I'm trying to solve this problem:
By differentiating the definition of the Fourier sine transform $\tilde f_s(w)$ of the function $f(t) = t^{−1/2}$ with respect to ω, and then integrating the resulting expression by parts, find an elementary differential equation satisfied by $\tilde f_s(w)$. Hence show that this function is its own Fourier sine transform, i.e. $\tilde f_s(w)$ = Af(w), where A is a constant. Assume that the limit as x → ∞ of $x^{1/2} sin (\alpha x)$ can be taken as zero.
My attempt:
Fourier sine transform of f is given by
$$\sqrt{\frac{2}{\pi}} \int^{\infty}_0 t^{-1/2}sin(wt)\, dt $$
Differentiating this w.r.t w gives:
$$\sqrt{\frac{2}{\pi}} \int^{\infty}_0 t^{1/2}cos(wt)\, dt $$
integrating by parts:
$$\sqrt{\frac{2}{\pi}} [\frac{t^{1/2}sin(wt)}{w} |^{\infty}_0 – \int^{\infty}_0 \frac{sin(wt)}{2wt^{1/2}}\, dt] $$
by assumption as x → ∞ of $x^{1/2} sin (\alpha x)$ can be taken as zero:
$$-\sqrt{\frac{2}{\pi}} \int^{\infty}_0 \frac{sin(wt)}{2wt^{1/2}}\, dt $$
My question is how do I take this integral?
Thanks!
Best Answer
Let $$F(w) = \int_0^\infty t^{-1/2} \sin (w t)\, dt$$
$$F(w) = w^{-1/2} \int_0^{\infty} w^{-1/2}t^{-1/2} \sin wt \, w dt$$
Let $q=wt$.
$$F(w) = w^{-1/2} \int_0^\infty q^{-1/2} \sin q \, dq = \text{const.}\cdot w^{-1/2}.$$
It is known that $\int_0^\infty q^{-1/2} \sin q \, dq = \sqrt{\frac{\pi}{2}}$, but we don't need to evaluate this integral to show that $t^{-1/2}$ is its own Fourier transform (up-to-a-constant).
UPDATE:
One way to compute $\int_0^\infty q^{-1/2} \sin q\, dq = 2\int_0^\infty \sin p^2 \, dp, $ is to consider the contour integral $$ \oint_C e^{i z^2} \, dz$$ with C the segment $0$ to $R$ along the $x$-axis, a quarter circle of radius $R$ from $R$ to $z^\star=Re^{i\pi/4}$ and a segment from $z^\star$ to the origin (a slice (1/8) of a pie of radius $R$).
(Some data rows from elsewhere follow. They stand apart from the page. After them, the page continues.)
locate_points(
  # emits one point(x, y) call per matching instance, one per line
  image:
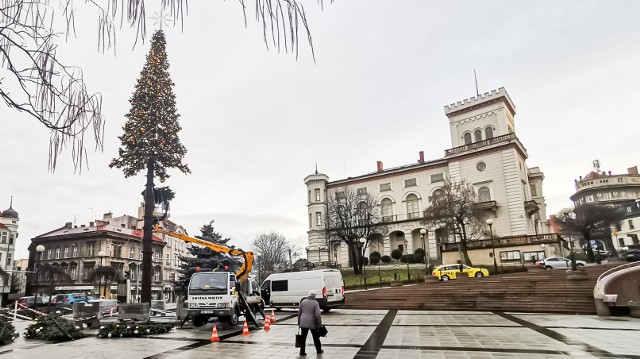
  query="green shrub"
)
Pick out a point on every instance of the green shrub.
point(374, 258)
point(396, 254)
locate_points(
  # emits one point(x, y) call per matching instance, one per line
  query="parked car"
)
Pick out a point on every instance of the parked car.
point(69, 298)
point(632, 255)
point(31, 301)
point(558, 262)
point(106, 306)
point(451, 271)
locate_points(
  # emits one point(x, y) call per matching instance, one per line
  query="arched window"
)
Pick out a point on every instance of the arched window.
point(387, 210)
point(478, 135)
point(484, 195)
point(488, 132)
point(412, 206)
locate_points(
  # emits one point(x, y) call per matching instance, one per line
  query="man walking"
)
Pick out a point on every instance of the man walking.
point(309, 319)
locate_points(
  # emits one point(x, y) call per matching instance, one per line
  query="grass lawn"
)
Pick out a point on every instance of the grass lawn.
point(386, 273)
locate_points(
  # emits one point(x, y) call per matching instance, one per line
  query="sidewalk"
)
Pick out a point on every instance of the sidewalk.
point(376, 333)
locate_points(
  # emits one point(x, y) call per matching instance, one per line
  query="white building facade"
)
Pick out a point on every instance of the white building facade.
point(485, 153)
point(9, 222)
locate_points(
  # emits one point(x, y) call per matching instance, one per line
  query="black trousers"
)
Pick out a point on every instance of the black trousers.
point(316, 339)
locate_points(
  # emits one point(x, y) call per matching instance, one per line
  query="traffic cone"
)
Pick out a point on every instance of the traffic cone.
point(214, 334)
point(267, 323)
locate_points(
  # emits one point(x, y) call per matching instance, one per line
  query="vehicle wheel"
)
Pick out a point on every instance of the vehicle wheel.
point(233, 319)
point(198, 320)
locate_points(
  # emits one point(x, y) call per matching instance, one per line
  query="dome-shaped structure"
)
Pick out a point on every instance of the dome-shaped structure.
point(10, 212)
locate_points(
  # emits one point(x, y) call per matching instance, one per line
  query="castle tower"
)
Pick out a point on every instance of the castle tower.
point(480, 118)
point(316, 211)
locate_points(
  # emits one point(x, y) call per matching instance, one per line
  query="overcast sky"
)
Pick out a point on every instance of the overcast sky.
point(256, 122)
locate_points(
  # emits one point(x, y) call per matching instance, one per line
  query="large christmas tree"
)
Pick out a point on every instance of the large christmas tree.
point(150, 141)
point(152, 127)
point(205, 259)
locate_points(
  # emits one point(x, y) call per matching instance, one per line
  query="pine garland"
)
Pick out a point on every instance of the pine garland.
point(7, 331)
point(129, 330)
point(53, 328)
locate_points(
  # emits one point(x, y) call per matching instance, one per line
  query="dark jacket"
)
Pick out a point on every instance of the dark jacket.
point(309, 314)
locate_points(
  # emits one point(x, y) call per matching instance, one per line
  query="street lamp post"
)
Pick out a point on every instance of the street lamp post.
point(363, 241)
point(39, 250)
point(102, 254)
point(406, 246)
point(425, 244)
point(493, 247)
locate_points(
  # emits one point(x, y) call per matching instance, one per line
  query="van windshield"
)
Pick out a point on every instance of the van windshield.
point(209, 282)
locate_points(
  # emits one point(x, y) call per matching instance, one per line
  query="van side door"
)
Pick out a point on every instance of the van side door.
point(265, 291)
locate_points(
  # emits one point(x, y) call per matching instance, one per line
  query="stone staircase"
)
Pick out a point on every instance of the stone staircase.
point(545, 291)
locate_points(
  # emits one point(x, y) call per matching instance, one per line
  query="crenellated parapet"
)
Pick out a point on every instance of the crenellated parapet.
point(493, 96)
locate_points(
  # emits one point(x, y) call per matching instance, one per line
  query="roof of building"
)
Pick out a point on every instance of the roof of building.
point(9, 212)
point(67, 230)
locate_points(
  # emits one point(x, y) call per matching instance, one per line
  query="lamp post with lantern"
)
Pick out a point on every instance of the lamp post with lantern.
point(493, 247)
point(102, 254)
point(39, 249)
point(363, 241)
point(425, 243)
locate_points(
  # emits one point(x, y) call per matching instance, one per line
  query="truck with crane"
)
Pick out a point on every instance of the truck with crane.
point(221, 293)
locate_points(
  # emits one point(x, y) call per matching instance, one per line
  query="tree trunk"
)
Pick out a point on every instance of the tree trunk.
point(147, 248)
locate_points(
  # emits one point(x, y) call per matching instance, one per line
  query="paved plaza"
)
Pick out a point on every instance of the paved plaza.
point(374, 334)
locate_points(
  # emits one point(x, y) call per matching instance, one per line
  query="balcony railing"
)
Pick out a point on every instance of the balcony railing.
point(505, 242)
point(531, 207)
point(402, 217)
point(479, 144)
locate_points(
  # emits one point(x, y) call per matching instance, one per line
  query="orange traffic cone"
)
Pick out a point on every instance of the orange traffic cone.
point(267, 323)
point(245, 330)
point(214, 334)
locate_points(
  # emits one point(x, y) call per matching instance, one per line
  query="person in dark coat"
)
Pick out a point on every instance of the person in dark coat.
point(309, 320)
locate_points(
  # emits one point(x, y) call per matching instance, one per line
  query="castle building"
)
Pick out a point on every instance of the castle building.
point(485, 153)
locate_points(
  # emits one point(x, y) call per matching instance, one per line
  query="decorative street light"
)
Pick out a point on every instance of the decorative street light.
point(102, 254)
point(40, 250)
point(425, 245)
point(493, 247)
point(406, 247)
point(364, 268)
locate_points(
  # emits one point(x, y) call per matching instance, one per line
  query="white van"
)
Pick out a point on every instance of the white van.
point(285, 290)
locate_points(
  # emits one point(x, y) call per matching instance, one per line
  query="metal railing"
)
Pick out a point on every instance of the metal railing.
point(479, 144)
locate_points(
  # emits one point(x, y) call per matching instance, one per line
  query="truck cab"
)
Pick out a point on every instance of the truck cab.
point(213, 294)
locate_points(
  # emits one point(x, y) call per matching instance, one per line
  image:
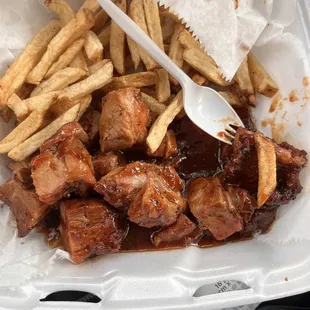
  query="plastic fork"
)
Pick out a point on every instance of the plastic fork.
point(204, 106)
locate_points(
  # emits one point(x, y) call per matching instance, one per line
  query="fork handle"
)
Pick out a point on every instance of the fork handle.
point(143, 40)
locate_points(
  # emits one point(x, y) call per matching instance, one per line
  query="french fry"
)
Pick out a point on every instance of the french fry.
point(138, 80)
point(168, 29)
point(267, 168)
point(98, 65)
point(16, 74)
point(79, 62)
point(187, 40)
point(167, 14)
point(92, 5)
point(67, 35)
point(200, 61)
point(66, 14)
point(261, 80)
point(117, 42)
point(36, 102)
point(153, 22)
point(84, 103)
point(176, 49)
point(59, 80)
point(101, 19)
point(6, 113)
point(153, 104)
point(136, 12)
point(62, 9)
point(90, 84)
point(104, 36)
point(232, 98)
point(17, 105)
point(25, 129)
point(32, 144)
point(162, 85)
point(93, 47)
point(66, 58)
point(160, 126)
point(134, 52)
point(243, 79)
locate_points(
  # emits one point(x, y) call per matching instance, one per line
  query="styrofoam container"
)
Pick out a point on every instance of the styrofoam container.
point(169, 279)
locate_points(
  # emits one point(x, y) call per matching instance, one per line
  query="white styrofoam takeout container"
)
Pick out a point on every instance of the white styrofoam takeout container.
point(169, 279)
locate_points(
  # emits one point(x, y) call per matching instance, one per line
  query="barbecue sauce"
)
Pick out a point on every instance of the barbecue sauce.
point(200, 155)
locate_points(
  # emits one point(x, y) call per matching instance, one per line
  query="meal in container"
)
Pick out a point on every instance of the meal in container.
point(104, 158)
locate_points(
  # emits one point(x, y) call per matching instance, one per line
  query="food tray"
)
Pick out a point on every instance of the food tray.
point(169, 279)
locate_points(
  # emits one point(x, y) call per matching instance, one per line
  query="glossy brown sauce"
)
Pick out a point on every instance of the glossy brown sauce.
point(200, 155)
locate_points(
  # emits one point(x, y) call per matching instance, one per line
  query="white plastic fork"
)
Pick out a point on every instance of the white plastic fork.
point(204, 106)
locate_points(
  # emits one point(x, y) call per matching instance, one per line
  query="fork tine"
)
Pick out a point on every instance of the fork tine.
point(230, 129)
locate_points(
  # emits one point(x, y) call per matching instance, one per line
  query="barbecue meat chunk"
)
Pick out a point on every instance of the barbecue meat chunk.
point(209, 203)
point(88, 227)
point(121, 185)
point(105, 163)
point(180, 229)
point(242, 169)
point(90, 123)
point(124, 120)
point(157, 204)
point(63, 166)
point(25, 205)
point(168, 148)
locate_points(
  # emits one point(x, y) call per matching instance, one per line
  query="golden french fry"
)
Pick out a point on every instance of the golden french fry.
point(243, 79)
point(136, 12)
point(104, 36)
point(267, 168)
point(168, 29)
point(261, 80)
point(16, 74)
point(36, 102)
point(153, 104)
point(162, 85)
point(153, 22)
point(93, 47)
point(101, 19)
point(90, 84)
point(79, 62)
point(117, 42)
point(17, 105)
point(66, 58)
point(98, 65)
point(176, 49)
point(199, 79)
point(84, 103)
point(159, 128)
point(91, 5)
point(134, 52)
point(167, 14)
point(59, 108)
point(33, 143)
point(200, 61)
point(187, 40)
point(62, 9)
point(67, 35)
point(140, 79)
point(25, 129)
point(232, 98)
point(59, 80)
point(66, 14)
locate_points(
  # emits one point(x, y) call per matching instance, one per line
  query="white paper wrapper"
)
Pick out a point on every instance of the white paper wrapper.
point(227, 29)
point(282, 54)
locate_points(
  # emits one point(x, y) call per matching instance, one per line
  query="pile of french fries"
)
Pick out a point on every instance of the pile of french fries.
point(51, 83)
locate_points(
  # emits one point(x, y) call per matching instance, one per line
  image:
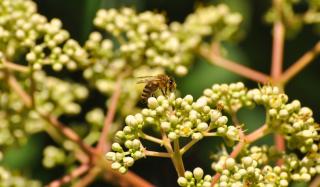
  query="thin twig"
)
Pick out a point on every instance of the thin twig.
point(301, 63)
point(67, 178)
point(102, 144)
point(157, 154)
point(67, 132)
point(250, 138)
point(151, 138)
point(15, 67)
point(13, 83)
point(277, 60)
point(188, 146)
point(233, 66)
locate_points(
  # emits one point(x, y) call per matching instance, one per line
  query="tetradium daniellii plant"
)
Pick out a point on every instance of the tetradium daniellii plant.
point(144, 44)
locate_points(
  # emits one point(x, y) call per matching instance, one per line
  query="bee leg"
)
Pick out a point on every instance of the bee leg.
point(163, 92)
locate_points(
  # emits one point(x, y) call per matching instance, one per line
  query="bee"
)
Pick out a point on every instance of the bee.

Then $$0=\oint_C e^{i z^2} \, dz = \int_0^\infty e^{ip^2} \, dp - e^{i\pi/4} \int_0^\infty e^{-y^2} \, dy + \int_{\Gamma_R} \exp (Re^{i2\theta})R i e^{i\theta}\,d\theta,$$ and
$$ \begin{aligned} \left| \int_{\Gamma_R} \exp (Re^{i2\theta})R i e^{i\theta}\,d\theta \right| &\le \int_{\Gamma_R} \left| \exp (R^2e^{i2\theta})R i e^{i\theta}\right| \,d\theta \\ &= \int_0^{\pi/4} Re^{-R^2\sin 2\theta} \,d\theta \\&<\int_0^{\pi/4} Re^{- \frac{4}{\pi} R^2\theta} \, d\theta \\&=\left(1-e^{-R^2} \right)\frac{\pi}{4R} \to 0.\end{aligned} $$
So
$$ \int_0^\infty \cos p^2 \, dp = \frac{1}{2} \sqrt{\frac{\pi}{2}},$$
$$ \int_0^\infty \sin p^2 \, dp = \frac{1}{2} \sqrt{\frac{\pi}{2}},$$
and the Fourier sine transform of $t^{-1/2}$ is $w^{-1/2}$.
$$t^{-1/2} \iff w^{-1/2}.$$